Sterling war auch derjenige, der die Verantwortung übernahm, wenn etwas schiefging. Er sagte, es wäre seine Pflicht, aber Nathanial sah gar keinen Sinn darin, warum jemand freiwillig die Schuld für etwas eingestehen wollte. Das war gewiss eines von den vielen Dingen, die er erst verstehen würde, wenn er älter war.
Nathanial hatte vorgeschlagen, dass sie Frösche in der Badewanne im zweiten Stock züchteten, aber Sterling behauptete, es wäre seine Idee gewesen, als die Hausmädchen die Wanne voller umherschwimmender Kaulquappen entdeckten. Was Mädchen für ein Theater wegen solcher Sachen machten! Als die Jungen einen Ball in den alten Brunnen hinten im Garten fallen ließen, hatte Quinton gesagt, sie sollten Nathanial in den Schacht hinunterlassen, weil er der Kleinste war. Nathanial würde seinen Brüdern niemals erzählen, dass es in dem Brunnen sehr viel dunkler gewesen war, als er gedacht hätte, und ziemlich furchteinflößend. Auch da war es Sterling gewesen, der dem Vater sagte, er hätte die Idee gehabt, und er hatte die Strafe einstecken müssen, obwohl Quinton zuvor gestanden hatte, dass der Vorschlag von ihm kam.

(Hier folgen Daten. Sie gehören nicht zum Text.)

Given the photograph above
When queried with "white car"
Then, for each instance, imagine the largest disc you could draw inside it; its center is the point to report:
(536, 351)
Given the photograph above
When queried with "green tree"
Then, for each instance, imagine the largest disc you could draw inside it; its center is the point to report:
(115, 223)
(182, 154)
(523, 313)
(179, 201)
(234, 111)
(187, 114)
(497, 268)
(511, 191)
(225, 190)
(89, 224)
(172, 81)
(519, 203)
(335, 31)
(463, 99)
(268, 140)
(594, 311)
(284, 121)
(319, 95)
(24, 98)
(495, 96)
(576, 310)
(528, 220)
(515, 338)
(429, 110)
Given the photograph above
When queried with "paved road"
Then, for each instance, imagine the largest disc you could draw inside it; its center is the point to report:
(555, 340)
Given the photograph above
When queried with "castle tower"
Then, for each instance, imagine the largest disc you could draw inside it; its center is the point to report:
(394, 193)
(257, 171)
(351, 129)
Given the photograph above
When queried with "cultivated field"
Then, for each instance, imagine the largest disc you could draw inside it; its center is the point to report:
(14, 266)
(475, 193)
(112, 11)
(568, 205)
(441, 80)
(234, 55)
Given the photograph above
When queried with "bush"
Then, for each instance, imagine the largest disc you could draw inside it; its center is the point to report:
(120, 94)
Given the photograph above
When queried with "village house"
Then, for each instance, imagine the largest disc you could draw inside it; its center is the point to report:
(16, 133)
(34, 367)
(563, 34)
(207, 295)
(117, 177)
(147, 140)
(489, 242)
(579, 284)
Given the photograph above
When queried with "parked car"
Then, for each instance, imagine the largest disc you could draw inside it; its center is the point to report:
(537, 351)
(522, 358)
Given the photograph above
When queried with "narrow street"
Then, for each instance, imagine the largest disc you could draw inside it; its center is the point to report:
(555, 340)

Miss Thompson sagte, der Spitzbube hätte wenigstens ein Gewissen, was immer das sein mochte; sie hielt es offenbar für etwas Gutes. Und als die Gouvernante ihnen eine Geschichte über einen griechischen Jungen vorlas, der versucht hatte, mit Flügeln aus Wachs und Federn zu fliegen, war es zwar Sterling gewesen, der spöttisch erklärte, sie hätten Leim nehmen sollen, aber Quinton, der Leim, Federn und Stöcke auftrieb, damit sie sich ihre eigenen Flügel bauen konnten.
Fast eine Woche hatten sie gebraucht. Als sie fertig waren, benutzten sie das alte Rosenrankgitter, um auf das Dach des Gärtner-Cottages zu steigen. Natürlich war Nathanial für den ersten Flugversuch auserkoren worden. Der Jüngste und Kleinste zu sein, hatte einige Nachteile. Hätten sie ihm kein Tau um den Bauch gebunden – damit er nicht wegfliegen könnte – wäre er womöglich verletzt worden. So baumelte er am Ende nur vom Dach, bis ein Erwachsener kam und ihn rettete. Für dieses Abenteuer waren sie alle bestraft worden. Das Rosenspalier wurde abgebaut, in den Badewannen durfte nur noch gebadet werden, und den alten Brunnen schüttete man zu. Nathanial aber folgte seinen großen Brüdern immer noch überall hin.
»Hier ist es viel zu dunkel. Man sieht ja gar nichts«, sagte er nun, als würde er lediglich eine Tatsache feststellen, nicht im Geringsten besorgt.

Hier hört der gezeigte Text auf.